In Finding Perfect, Paige Westfield is totally focused on what her future will be. She has the whole plan written out: Stanford, pre-med; Harvard, medical school; UT Southwestern, fellowship; enter her father’s neurology practice and take over when he retires. Perfect, right?
Paige isn’t really sure that’s what she wants, and trying to follow a plan that’s not wholly hers causes her a lot of pain. Every time she tries to imagine herself in a doctor’s white coat, her stomach turns over. Paige’s problem is two-fold: she feels like she has to please everyone except herself, and she’s forgotten how to live in the moment. Each day she wakes up wondering how she’s going to make herself perfect for everyone else, failing to realize that her “now” could be simply amazing if she just stopped to look around.
Enter Ben Franklin. Ben’s future-focused, too: Texas A&M Engineering school, get a good job, help support his single mom.
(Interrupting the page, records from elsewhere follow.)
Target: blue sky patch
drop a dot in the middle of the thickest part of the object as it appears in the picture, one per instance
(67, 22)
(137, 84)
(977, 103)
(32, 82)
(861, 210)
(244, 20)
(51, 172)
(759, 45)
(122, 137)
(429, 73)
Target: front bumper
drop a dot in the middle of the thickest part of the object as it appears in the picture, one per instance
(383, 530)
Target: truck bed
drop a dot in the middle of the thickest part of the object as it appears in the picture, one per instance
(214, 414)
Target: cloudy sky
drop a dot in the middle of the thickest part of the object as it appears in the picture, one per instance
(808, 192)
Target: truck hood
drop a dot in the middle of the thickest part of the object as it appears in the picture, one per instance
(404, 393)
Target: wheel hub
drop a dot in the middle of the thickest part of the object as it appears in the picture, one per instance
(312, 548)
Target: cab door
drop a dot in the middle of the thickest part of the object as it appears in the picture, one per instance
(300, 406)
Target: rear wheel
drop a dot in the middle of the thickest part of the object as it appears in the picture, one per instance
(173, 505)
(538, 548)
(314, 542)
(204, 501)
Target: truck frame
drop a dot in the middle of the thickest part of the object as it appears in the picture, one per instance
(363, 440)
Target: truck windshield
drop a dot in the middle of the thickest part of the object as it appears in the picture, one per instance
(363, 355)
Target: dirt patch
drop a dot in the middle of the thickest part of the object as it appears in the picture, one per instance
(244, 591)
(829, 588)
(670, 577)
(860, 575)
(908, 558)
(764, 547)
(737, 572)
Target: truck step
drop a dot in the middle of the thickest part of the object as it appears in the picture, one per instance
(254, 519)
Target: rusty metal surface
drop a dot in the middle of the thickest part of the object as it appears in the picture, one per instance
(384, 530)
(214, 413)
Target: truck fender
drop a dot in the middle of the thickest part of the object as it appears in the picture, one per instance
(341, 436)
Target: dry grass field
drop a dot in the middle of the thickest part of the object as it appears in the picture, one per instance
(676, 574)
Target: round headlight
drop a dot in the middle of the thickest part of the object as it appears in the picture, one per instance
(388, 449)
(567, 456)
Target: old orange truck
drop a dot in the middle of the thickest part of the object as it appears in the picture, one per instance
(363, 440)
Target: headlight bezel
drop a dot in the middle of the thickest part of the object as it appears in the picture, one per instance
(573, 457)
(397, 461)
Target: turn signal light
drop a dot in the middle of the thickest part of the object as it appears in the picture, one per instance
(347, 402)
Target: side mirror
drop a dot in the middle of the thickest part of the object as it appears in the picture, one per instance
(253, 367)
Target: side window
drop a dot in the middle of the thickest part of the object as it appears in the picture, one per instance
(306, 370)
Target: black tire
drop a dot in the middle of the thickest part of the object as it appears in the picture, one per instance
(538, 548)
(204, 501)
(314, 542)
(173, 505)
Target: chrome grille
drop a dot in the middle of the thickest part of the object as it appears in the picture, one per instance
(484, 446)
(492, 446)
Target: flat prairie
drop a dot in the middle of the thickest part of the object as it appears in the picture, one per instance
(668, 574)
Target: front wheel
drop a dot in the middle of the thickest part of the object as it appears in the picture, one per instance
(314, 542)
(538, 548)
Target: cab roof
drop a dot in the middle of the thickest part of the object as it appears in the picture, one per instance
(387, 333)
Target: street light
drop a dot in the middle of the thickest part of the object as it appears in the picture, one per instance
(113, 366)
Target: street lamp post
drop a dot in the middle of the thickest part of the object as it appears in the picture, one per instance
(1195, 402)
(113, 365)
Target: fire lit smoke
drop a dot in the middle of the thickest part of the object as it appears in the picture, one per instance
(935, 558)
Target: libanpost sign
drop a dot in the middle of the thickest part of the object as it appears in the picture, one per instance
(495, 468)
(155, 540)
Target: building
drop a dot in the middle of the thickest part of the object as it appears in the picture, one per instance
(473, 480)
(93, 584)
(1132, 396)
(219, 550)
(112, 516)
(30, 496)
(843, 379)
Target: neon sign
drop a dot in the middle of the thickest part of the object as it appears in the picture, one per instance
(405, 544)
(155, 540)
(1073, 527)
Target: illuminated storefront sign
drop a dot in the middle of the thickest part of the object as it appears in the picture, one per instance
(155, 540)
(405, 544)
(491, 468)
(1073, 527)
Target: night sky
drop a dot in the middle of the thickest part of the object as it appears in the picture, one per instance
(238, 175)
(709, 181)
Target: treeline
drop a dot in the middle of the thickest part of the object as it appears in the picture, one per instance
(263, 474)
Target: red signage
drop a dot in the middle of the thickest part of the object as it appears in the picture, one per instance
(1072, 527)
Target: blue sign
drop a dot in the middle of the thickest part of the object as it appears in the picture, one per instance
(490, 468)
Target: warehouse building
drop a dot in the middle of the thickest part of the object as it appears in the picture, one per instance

The difference is he doesn’t let that future plan stop him from keeping his feet firmly planted in today. He teaches Paige that it’s okay to live in the moment, and to choose for yourself.
He also helps her tackle a bigger issue—perfectionism. (Disclaimer ::author raises her right hand:: Hi, my name is Kendra, and I’m a recovering perfectionist.) Paige spends so much time dwelling on her mistakes, and worrying about every little detail for each important event in her life, that even when a big moment comes, it’s lost in the planning for the next big moment. Bake sales, senior year events, college applications, projects, exams…all of it gets bundled into a never-ending carousel of worry. Even a day sitting by the pool has to include studying. Finding Ben gives her some perspective: people aren’t perfect, but they can make something perfect for themselves. And, more importantly, making yourself happy is what matters most.
In return, Paige (and Zoey) give Ben some insight, too. He’s so concerned about his zip code, and about being invisible to his peers, that his frustration eats at him. His life isn’t easy, and he has to work hard for everything he has. Because of that, he’s laser focused on being successful as an adult. An admirable goal, but sometimes Awesome is staring you right in the face, and you aren’t as invisible as you think. Paige helps him realize he can have some of the future he imagined right now.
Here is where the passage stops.